Macharia Kamau (born 3 March 1958) was Kenya's Principal Secretary to the Ministry of Foreign Affairs (2019-2022). He previously served as Kenya's representative to the United Nations and as the former President of the UNICEF Executives Board.
In May 2016, United Nations Secretary-General Ban Ki-moon appointed Kamau and Mary Robinson, the former president of Ireland, as Special Envoy of the Secretary-General on El Niño and Climate, tasking them with calling attention to the 60 million people around the world affected by severe El Niño-linked drought and climate impacts and mobilising an integrated response that takes preparedness for future climatic events into account. In October 2016, President of the United Nations General Assembly Peter Thomson created a Sustainable Development Goals implementation team "in order to motivate actors at global, regional, national, and community levels" and appointed Kamau as the Special Envoy on Implementation and Climate Change.
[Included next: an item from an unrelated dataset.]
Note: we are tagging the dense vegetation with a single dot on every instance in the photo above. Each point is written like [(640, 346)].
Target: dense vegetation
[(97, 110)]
This team's tasks were to raise public awareness of the goals and their importance and to push for the implementation of the goals to the fullest extent possible by related agencies.
Ambassador Kamau was appointed the Principal Secretary of the Ministry of Foreign Affairs of Kenya in February 2018. He left (retired) from that position sometime during 2022. . On 22 March 2018, Kamau left his positions at the UN and announced his departure to the public via Twitter.
In 2018, Kamau criticized The New York Times and Financial Times on their coverage of Kenya and stated that he hoped they would take an audit on their editorial position on the country.